Event Date: December 19, 2018 - 12:00pm to 1:30pm
Location: Social Science Building FSS 4006, 120 University Private
Presented by CIPS
Liberalism is rightly understood as a theory of both domestic politics and foreign affairs. In contrast, conservatism is understood as largely being concerned with domestic politics, not international relations. Brendon O’Connor holds that conservatives do adhere to a set of foreign policy ideas that can be better explained and theorised. Conservative leaders in the United States tend to rely very heavily on nationalist thinking to guide their foreign policy, a stance that provides the basis for a nascent theory of conservative international relations. The status quo approach to foreign affairs for US presidents is for nationalist rhetoric to be generally moderated by liberal-realist ideas and policy positions. By contrast, Donald Trump has brought to bear a populist nationalism that unusually rejects American exceptionalism whist drawing on a very transactional and reductive form of realism and paleoconservative ideas. This tendency to attempt to put into action nationalist instincts and ideas is the key characteristic of conservative international relations thinking.

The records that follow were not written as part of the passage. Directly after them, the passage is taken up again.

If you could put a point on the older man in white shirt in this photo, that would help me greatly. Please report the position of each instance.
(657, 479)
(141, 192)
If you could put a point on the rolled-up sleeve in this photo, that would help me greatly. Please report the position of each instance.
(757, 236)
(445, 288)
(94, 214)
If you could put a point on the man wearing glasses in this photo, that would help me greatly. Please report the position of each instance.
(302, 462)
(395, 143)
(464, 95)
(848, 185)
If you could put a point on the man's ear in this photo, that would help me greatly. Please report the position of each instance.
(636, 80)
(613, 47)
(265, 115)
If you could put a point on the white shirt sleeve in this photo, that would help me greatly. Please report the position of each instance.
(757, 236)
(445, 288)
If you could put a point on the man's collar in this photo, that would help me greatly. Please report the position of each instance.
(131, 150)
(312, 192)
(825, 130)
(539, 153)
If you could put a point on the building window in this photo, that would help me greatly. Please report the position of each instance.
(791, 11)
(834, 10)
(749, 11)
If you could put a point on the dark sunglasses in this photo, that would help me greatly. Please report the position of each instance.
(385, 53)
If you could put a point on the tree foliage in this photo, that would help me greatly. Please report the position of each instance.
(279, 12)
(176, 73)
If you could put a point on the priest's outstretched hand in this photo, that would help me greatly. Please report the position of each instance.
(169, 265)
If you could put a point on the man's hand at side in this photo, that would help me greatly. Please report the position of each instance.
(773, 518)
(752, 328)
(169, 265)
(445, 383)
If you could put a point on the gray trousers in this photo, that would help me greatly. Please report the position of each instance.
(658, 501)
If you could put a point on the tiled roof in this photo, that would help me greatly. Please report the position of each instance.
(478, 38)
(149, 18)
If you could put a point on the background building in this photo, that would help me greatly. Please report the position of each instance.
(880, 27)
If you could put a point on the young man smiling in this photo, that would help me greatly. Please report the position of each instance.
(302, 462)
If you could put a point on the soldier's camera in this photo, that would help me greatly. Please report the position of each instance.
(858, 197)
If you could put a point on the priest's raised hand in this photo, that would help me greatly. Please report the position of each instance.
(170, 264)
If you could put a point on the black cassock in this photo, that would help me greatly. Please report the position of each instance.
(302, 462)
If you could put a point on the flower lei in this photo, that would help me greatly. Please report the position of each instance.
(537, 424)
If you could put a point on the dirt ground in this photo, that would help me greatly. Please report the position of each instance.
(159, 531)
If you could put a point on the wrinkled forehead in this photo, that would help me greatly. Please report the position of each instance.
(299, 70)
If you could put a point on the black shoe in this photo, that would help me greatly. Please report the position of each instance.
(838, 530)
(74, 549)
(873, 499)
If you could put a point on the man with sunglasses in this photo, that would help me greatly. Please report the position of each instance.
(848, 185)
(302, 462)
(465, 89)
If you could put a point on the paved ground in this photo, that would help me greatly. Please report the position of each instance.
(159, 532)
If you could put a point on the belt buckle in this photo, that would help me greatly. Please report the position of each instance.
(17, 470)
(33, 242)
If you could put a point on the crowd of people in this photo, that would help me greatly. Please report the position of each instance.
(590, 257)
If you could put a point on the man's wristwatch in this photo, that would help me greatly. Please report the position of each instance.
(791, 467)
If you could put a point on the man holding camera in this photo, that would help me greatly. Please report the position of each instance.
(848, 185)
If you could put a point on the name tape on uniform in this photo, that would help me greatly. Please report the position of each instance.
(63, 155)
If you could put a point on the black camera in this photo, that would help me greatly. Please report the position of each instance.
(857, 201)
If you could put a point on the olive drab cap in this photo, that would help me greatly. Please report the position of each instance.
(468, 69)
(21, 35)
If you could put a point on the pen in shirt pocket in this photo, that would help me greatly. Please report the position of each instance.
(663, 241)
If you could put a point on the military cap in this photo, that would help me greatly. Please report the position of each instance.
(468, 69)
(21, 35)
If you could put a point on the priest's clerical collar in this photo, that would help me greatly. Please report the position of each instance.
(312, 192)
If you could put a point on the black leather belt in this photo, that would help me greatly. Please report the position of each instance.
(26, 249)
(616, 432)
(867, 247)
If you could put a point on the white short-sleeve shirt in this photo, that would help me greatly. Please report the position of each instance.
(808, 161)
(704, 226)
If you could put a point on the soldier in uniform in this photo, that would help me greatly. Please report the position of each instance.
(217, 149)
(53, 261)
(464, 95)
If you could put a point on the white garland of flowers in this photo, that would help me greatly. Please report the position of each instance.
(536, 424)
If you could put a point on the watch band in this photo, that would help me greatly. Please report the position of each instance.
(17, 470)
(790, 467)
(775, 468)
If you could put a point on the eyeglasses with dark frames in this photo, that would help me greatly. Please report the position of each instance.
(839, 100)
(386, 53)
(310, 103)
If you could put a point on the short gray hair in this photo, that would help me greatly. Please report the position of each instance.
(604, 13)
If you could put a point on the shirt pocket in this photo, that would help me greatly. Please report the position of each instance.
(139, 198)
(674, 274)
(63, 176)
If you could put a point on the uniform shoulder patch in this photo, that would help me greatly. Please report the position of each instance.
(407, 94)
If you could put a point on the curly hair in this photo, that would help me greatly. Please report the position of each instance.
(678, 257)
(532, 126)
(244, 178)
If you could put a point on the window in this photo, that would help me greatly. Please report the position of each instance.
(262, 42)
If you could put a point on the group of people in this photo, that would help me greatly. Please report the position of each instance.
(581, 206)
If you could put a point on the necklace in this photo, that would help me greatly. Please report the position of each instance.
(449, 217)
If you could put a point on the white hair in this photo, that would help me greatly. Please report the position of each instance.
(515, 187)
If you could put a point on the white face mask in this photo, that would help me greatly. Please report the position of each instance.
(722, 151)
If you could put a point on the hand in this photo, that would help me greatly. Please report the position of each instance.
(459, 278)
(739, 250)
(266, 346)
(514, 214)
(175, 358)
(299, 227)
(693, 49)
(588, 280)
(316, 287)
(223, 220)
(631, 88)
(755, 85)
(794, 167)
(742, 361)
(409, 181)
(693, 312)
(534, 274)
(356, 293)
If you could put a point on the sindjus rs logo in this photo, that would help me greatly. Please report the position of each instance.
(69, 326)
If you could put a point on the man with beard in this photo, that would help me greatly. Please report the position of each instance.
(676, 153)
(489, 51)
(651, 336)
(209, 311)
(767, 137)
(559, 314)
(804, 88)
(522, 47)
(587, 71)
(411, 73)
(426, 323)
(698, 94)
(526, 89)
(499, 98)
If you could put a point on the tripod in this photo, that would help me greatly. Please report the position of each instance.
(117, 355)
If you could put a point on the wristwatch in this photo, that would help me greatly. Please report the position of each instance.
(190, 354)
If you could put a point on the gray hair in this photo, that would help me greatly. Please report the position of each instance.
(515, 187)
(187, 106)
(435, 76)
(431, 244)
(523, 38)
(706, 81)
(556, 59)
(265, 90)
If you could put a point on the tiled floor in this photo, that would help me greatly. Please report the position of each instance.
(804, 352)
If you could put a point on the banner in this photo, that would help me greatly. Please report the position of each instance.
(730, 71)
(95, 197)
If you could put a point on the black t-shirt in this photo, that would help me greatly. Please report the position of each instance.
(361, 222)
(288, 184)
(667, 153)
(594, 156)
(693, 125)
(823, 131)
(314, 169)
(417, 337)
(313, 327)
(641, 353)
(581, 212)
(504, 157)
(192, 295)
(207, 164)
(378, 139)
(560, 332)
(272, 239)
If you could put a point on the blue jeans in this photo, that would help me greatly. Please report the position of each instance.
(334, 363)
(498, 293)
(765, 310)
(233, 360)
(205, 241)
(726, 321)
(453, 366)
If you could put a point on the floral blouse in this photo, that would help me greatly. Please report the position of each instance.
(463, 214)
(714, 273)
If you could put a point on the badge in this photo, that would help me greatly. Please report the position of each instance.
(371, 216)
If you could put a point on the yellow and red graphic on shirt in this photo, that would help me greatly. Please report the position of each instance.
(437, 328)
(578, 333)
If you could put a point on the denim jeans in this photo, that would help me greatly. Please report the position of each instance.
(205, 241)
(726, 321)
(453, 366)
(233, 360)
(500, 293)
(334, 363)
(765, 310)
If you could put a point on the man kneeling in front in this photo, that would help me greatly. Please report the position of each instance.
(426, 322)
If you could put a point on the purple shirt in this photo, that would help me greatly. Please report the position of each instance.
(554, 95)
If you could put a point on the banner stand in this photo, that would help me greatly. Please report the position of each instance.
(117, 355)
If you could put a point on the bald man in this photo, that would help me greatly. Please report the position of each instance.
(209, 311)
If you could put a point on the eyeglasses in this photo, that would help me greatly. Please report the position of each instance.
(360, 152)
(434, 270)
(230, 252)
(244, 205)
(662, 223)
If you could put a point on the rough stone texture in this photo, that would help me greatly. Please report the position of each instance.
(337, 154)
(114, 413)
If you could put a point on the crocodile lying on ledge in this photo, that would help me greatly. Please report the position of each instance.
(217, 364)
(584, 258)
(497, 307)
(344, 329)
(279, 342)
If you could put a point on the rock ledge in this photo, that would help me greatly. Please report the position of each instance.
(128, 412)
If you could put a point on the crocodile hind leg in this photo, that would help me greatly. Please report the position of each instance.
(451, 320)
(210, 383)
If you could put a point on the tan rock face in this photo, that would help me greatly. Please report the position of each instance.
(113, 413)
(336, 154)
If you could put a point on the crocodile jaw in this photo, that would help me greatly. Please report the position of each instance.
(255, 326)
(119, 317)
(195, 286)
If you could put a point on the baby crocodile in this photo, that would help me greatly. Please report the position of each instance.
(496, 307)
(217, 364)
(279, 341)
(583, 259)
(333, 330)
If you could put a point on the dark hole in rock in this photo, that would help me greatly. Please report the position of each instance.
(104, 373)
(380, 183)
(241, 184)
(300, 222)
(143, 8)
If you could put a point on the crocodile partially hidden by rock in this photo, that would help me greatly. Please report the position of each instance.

Brendon O’Connor is an Associate Professor at the United States Studies Centre at the University of Sydney. He has published books and articles on anti-Americanism, US foreign relations, and US welfare policy. His most recent books are Anti-Americanism and American Exceptionalism: Prejudice and Pride about the USA and Ideologies of American Foreign Policy which was co-authored with John Callaghan and Mark Phythian.